Letter to Mall Owners from Nikhil Ranjan, MD, William Penn

Letter to Mall Owners from Nikhil Ranjan, MD, William Penn

It has now been 6 weeks since the nation has been under lockdown. As public places, the malls were the first to be shut and probably will be the last to re-open. Business for all mall occupants – retailers, restaurants, and movie halls has now come to a standstill. There is now talk of re-opening in the next few weeks, the elephant in the room that has to be dealt with is this sticky issue of rents during the lockdown and going forward. All mall-based businesses are hurting badly with the double whammy of having zero revenues and yet having to pay salaries, fulfill statutory obligations and pay its vendors. No wonder that the news from the West is so gloomy, the landscape is littered with corpses of once-mighty retailers. Iconic names like Debenhams, True Religion, J.Crew have already filed for bankruptcy and if reports are to be believed, Neiman Marcus, JC Penny, Ann Taylor and Bath&Body Works are to follow soon. Even a lingerie brand like Victoria’s Secret can’t seem to find a fig leaf to save itself from the embarrassment of going down. So, the pain is real. But the mall owner is also in the same boat. They have raised millions of rupees by way of debt, almost all of them have raised this debt only through lease rental discounting. With no footfalls, they have had to contend with costs towards upkeep of the mall while they continue to service their debt.

Given this precarious business condition, as expected, many tenants have come together and appealed to the mall owners for a rental waiver and reduced rentals once the malls open. Further, they have proposed that rent going forward be calculated as a percentage of revenue generated so that both parties benefit as revenues gradually increase. Again as expected, mall owners have taken a rather tough stand – some by not agreeing to any rental waiver, some agreeing to only a partial waiver and some unwilling to discuss the matter until the lockdown lifts. It appears we’ve reached an impasse with none of parties willing to let go and each for their right reasons. The tenant may be unwilling to restart operations without reaching a settlement regarding the rent since in all likelihood, he may have no cash left. What’s likely to ensure is days, weeks and months of painful negotiations between the parties with some ending up at court while during this time, both parties continue to suffer due to the lack of revenue.

Is there a way out?

Let’s understand that the only way out of this situation is if customers come pouring in, spend money with the retailer and the retailer has the cash to pay the mall owner and keep his business alive. Customers are likely to come if all the retailers are open and ready for business. What if the mall owner does everything possible to help his tenant restart operations on Day One even at the cost of his own profitability (and his ego!) in the short term? What if the mall owner were to accept the retailer’s proposal for a pure revenue share with a few riders, of course. Riders being:

The retailer offers the customer a better price – say 10 to 25% off MRP on all merchandise (without distinguishing between new and old season) so that more customers are incentivized to come and buy The retailer agrees to pay the full rental from April 2021 or sooner if the revenues reach 90% of the pre-Covid levels.

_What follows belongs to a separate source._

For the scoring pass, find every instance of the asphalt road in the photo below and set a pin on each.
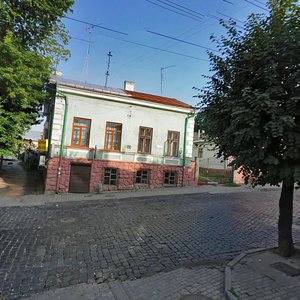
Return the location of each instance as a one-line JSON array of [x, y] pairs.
[[59, 245]]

Just imagine if the mall can advertise to the world that 100% of the mall is sanitized and operational on Day One after the lockdown! I am willing to stick my neck out to say that there will be a rush of shoppers. This mall will have a huge PR story, something like the Hermes store in China generating $2.7 million in one day soon after they lifted the lockdown.

The mall owner might argue that the tenant is the greater beneficiary in this deal. But, so what?! The mall owner shouldn’t begrudge the tenant making an extra buck after such pain. The tenant will be both – indebted and financially healthier, something that the mall will certainly benefit from over the long run.

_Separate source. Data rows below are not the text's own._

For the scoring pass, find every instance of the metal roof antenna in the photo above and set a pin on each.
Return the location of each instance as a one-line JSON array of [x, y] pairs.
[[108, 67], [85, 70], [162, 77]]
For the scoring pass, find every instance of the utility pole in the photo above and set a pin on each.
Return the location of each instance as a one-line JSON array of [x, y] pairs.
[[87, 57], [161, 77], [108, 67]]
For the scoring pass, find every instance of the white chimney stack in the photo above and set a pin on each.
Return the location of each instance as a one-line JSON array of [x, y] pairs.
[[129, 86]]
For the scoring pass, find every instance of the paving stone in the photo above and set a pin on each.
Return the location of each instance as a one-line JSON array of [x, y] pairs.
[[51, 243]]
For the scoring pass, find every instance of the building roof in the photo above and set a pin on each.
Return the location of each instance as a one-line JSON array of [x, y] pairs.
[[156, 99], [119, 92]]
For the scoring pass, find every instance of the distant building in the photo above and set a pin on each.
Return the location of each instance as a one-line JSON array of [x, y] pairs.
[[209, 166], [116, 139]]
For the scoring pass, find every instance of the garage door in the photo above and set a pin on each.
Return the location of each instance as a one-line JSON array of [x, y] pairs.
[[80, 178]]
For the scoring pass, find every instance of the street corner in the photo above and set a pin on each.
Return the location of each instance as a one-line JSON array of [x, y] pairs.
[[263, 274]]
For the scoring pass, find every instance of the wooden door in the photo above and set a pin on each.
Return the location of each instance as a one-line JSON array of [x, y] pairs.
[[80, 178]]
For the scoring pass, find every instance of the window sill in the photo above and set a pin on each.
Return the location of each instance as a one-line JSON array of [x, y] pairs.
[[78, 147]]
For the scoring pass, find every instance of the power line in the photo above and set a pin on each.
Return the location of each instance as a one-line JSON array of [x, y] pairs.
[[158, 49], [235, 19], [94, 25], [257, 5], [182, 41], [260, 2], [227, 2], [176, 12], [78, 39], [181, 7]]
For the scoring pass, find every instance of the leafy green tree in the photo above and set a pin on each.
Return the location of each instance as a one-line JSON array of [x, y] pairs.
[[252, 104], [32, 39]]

The need of the hour for the retailer and the mall is to survive and cash is like the oxygen that is required to do so. Only if both the retailer and the mall owner can work towards this common objective, can the cash register start ringing, the mall start bustling and the economic engine start humming again. I shudder to think what would happen otherwise – endless negotiations, prolonged legal battles, shuttered retailers and empty malls.